La conséquence prévisible a été une récession profonde qui a inutilement frappé les citoyens et les PME. Le chômage s’est envolé, le nombre de faillites a atteint un nombre record, les États-providence européens ont été démolis et soumis à l’austérité. Les conséquences pour le bien-être des populations européennes ont été désastreuses : davantage de suicides, d’alcoolisme, de séparations, d’expulsions, etc.

Dix ans plus tard, pas grand-chose n’a changé et la crise n’est toujours pas terminée. La zone euro progresse, mais c’est toujours une croissance poussée par la dette. Les banques ne sont pas devenues plus petites, mais plus grandes. Leur pouvoir politique n’a fait que grandir. Elles participent toujours à la législation. Leurs réserves ont à peine augmenté et les bonus ont été remis au même niveau qu’avant la crise. Les dettes privées sont à un niveau plus élevé qu’avant la crise. Les dettes d’état aussi. Les cours d’actions et les prix de l’immobilier s’envolent.

Accro à la dette

Tout cela est dû à l’élargissement quantitatif et à la politique de taux bas de la Banque centrale européenne. Tous les mois, la banque pompe nonante milliards d’euros dans le système financier européen. La griserie que cela donne aux économies européennes couvre les investissements modestes en entreprises, la faible productivité de travail, les dépenses faibles de consommation et le chômage élevé. La seule chose qui progresse, ce sont les valeurs marchandes d’actifs existants : les maisons et les actions. Dans un univers plus juste, cela ne s’appelle pas la croissance, mais l’inflation. Nous sommes toujours accros à la dette. Difficile d’imaginer une meilleure illustration du fait que la crise est loin d’être terminée.

Pour l’establishment européen, peu importe. L’Union européenne fête l’anniversaire de la crise comme une victoire. Sur son site, elle se vante que le redressement est dû à l’intervention dynamique de l’Union. L’énumération de tout ce qu’elle a fait se lit comme le message d’un asile de fous :

« L’UE a adopté des mesures pour réglementer le secteur financier et améliorer la gouvernance économique; pour renforcer les nouveaux cadres juridiques et institutionnels communs; pour mettre en place un pare-feu financier destiné à la zone euro; pour soutenir les pays en difficulté financière; pour améliorer les finances publiques des États membres; pour poursuivre les réformes structurelles et encourager les investissements; pour lutter contre le chômage des jeunes; pour améliorer le contrôle du secteur bancaire; pour accroître la capacité des institutions financières à faire face aux difficultés futures; et pour créer des moyens de gérer et de mieux prévenir d’éventuelles crises. »
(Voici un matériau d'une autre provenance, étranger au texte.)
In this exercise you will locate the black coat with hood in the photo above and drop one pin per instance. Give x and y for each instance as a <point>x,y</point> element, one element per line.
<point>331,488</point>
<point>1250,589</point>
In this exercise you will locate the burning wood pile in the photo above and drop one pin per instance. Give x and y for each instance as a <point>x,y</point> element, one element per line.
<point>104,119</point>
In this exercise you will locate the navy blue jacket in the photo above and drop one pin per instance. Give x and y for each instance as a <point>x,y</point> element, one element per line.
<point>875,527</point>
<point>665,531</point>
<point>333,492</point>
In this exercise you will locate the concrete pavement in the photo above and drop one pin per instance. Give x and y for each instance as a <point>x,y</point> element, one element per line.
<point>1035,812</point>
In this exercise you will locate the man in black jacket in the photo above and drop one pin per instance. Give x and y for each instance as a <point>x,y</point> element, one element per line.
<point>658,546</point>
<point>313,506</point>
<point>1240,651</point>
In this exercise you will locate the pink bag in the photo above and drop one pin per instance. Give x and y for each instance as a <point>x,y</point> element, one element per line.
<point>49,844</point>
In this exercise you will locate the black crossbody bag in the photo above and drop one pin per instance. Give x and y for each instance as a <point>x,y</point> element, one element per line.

Pour moi, la régulation financière n’est toujours nulle part et la croissance est endommagée, le pare-feu est une pièce de décor; les états membres souffrent toujours de problèmes financiers ; l’équilibre budgétaire est l’autel sur lequel on a sacrifié des tribus entières ; il n’y a pas eu de réformes et aucun investissement ; le contrôle bancaire ne représente rien ; le chômage des jeunes a fortement augmenté ; et avec un bilan de la BCE de 3500 milliards d’euros, la zone euro est tout sauf solide.

L’Union européenne a scandaleusement abandonné ses citoyens

À nouveau, nous ignorons si ces déclarations sont motivées par la stupidité ou la ruse. Je suis en tout cas convaincu que les futurs historiens aboutiront au jugement contraire. La crise n’était pas l’apogée, mais le niveau le plus bas pour l’Union européenne. Elle a échoué sur tous les fronts et a scandaleusement abandonné ses citoyens.